Take a look at last year's strategic planning document. What was the direction of your competitive strategies? Were you aiming for a niche market that although had low volume delivering high margins? Or were you trying to compete as a commodity to get high volumes even though the margins were low? Or did you take the time to research and develop ideas that created differentiation to your organization where you can have high volumes along with high margins? You achieve this by delivering premium products or services at premium prices.
All three of these strategies can make your company sound, but your actions must align with your competitive strategies and your competitive strategies must align with your approach to leading the organization.
Niche Market
To reach a niche market you have to segment your market and offer special features for a specific type of customer. In some cases customization is required along with a good bit of research to understand the needs and proper approaches for this market. Obviously, if you want to attract young white collar customers to use a particular product, then you must find ways to rise above the competition and reach that customer or prospect in the correct manner based on their buying habits.
If a blue collar customer is the niche you want to serve more, research the products that best fit their needs and still fit the proper margins. Learn their buying habits and develop strategies to directly reach them. Needless to say, the different market segments used in this example are going to have different buying habits and have different product needs. The organization needs to strategize which niche they want to be the expert in and work to deliver for that niche.
The Commodity Strategy
Some organizations accept the fact they are not well positioned to serve a niche market and prefer to hold the course they have been on for decades by being another commodity in the marketplace.

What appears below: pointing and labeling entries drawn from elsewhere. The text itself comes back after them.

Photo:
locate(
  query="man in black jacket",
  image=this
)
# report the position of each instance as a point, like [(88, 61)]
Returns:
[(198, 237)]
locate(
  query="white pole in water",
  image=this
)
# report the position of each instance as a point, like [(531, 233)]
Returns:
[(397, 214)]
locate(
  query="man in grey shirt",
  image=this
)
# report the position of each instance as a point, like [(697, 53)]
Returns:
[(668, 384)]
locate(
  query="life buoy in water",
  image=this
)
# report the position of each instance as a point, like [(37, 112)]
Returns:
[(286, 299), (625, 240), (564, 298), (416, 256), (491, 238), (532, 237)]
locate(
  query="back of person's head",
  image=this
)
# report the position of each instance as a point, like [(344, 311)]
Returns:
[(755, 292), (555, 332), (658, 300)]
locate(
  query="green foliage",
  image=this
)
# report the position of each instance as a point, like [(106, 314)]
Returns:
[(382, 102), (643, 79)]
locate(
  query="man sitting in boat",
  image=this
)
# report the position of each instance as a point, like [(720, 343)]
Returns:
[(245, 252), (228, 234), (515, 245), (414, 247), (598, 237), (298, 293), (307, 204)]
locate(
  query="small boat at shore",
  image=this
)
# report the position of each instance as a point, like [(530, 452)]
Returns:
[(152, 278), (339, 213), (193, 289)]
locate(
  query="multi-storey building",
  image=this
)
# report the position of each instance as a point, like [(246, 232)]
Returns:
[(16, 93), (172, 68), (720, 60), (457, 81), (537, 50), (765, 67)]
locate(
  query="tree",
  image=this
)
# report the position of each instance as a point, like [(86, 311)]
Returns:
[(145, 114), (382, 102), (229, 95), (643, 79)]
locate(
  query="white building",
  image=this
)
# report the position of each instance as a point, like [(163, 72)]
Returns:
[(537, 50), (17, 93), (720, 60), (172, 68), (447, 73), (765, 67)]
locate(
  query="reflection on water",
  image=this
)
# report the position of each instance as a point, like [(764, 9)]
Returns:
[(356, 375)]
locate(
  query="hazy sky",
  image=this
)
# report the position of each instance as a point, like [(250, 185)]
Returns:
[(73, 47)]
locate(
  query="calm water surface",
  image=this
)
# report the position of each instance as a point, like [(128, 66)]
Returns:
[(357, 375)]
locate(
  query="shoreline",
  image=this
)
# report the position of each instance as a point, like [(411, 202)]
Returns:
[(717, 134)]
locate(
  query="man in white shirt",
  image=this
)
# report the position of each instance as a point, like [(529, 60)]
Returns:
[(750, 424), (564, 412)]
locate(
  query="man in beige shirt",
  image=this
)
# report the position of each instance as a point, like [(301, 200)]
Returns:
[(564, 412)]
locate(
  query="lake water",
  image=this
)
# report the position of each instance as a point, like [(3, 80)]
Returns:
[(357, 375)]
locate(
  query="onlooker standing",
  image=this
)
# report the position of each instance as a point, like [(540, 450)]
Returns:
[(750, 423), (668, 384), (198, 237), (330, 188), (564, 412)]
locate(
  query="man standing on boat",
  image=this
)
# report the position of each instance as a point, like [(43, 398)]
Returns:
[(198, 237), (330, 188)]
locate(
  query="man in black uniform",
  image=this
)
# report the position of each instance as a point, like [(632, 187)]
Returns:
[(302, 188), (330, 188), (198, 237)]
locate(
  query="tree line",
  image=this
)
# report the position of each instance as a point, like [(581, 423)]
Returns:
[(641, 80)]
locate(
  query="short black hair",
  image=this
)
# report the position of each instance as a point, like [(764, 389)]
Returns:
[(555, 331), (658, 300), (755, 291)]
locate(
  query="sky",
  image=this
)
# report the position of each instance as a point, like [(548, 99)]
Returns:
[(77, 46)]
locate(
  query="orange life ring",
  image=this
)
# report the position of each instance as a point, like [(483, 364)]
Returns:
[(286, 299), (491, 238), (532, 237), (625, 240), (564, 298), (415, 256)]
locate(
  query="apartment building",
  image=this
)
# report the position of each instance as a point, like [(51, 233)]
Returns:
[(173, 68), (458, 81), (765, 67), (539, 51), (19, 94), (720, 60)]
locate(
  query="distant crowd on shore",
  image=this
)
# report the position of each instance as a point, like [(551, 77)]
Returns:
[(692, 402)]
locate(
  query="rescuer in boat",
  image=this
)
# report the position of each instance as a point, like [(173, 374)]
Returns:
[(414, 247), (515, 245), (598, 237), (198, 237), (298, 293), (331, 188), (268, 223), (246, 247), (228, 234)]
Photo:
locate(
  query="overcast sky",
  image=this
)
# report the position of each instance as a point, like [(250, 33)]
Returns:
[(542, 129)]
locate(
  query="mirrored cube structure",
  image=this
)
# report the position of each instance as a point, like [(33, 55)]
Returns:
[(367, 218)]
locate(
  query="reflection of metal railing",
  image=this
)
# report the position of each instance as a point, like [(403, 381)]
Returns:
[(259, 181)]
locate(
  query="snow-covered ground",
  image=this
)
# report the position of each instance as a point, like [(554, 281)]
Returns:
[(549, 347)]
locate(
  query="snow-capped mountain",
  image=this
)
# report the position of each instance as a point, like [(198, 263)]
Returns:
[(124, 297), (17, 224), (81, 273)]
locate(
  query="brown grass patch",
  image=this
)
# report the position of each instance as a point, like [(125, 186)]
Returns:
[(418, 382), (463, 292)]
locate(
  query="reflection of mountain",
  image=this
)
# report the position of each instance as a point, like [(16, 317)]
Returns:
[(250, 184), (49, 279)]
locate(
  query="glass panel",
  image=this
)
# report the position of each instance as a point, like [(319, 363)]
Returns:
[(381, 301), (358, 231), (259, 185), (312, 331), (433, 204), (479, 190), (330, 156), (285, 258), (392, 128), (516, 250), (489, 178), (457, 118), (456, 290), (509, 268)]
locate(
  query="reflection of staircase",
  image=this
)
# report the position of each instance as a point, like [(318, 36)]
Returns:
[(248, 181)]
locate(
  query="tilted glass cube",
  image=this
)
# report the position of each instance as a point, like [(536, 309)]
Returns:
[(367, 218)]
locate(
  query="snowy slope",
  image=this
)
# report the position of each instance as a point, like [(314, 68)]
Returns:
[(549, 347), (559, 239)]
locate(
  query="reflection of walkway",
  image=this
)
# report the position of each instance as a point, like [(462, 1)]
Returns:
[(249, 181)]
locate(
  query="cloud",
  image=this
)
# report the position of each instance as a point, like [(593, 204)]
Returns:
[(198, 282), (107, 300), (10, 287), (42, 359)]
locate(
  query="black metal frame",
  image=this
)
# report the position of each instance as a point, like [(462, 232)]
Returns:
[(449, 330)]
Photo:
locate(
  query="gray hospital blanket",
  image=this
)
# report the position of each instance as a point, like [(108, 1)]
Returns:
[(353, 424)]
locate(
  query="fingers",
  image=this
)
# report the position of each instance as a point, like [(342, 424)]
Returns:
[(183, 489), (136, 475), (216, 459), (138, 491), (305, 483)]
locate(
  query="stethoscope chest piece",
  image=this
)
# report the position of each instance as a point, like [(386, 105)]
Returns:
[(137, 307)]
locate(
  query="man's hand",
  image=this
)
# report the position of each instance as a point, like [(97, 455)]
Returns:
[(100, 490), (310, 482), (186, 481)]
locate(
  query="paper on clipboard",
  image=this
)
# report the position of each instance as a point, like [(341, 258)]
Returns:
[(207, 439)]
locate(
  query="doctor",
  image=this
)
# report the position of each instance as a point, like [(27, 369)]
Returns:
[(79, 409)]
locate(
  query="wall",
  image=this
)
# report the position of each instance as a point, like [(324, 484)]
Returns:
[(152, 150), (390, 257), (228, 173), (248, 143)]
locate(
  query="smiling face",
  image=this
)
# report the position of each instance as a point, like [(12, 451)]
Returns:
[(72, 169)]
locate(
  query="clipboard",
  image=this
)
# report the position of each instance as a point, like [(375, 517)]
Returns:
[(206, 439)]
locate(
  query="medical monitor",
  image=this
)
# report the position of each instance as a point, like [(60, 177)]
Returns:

Although I don’t agree with using this as a long term approach to be competitive, it can be a stopgap approach. Let's say you want to make some shifts over the new couple of years to better position yourself but you don’t want to just sit without any strategies until you get a better definition of who you want to become, so you want to at least maximize your current situation.
A commodity strategy accepts you are one of several options for prospective customers, and you want to attract high volumes with lower margins. This is a strategy that can be profitable, provided you have an economy of scale. For example, the large banks in this country have hundreds if not thousands of branches across the country to serve their large numbers of customers. They have an aggressive approach to grow by acquisition as well as with service. Their profitability is based on their size! Their size allows them to offer slim margins because of the volume they can create. How does a credit union or smaller community bank compare? Most have an advantage in offering slightly better rates and lower fees but the commodity shopper is mostly looking for convenience followed by best rates. Wal-Mart has become expert in their ability to use their economy of scale to drive out smaller competitors and those competing in commodity-focused arenas could face the same fate.
Differentiation
By differentiating your organization from the rest of the pack, you are able to have the best of both worlds with high volume and high margins. How is this possible? When current and prospective customers must be part of your organization you have the ability to operate from a greater position of strength. Differentiation is all about uniqueness and brand recognition. Apple has been able to create this with the iPod and now the iPhone. Apple is creating must-have products where price is of much less concern to the buyer than the uniqueness of product and the brand of Apple. Obviously, Apple had to work hard to establish the brand with effective advertising and build the uniqueness in the mind of the potential customer where price was an afterthought.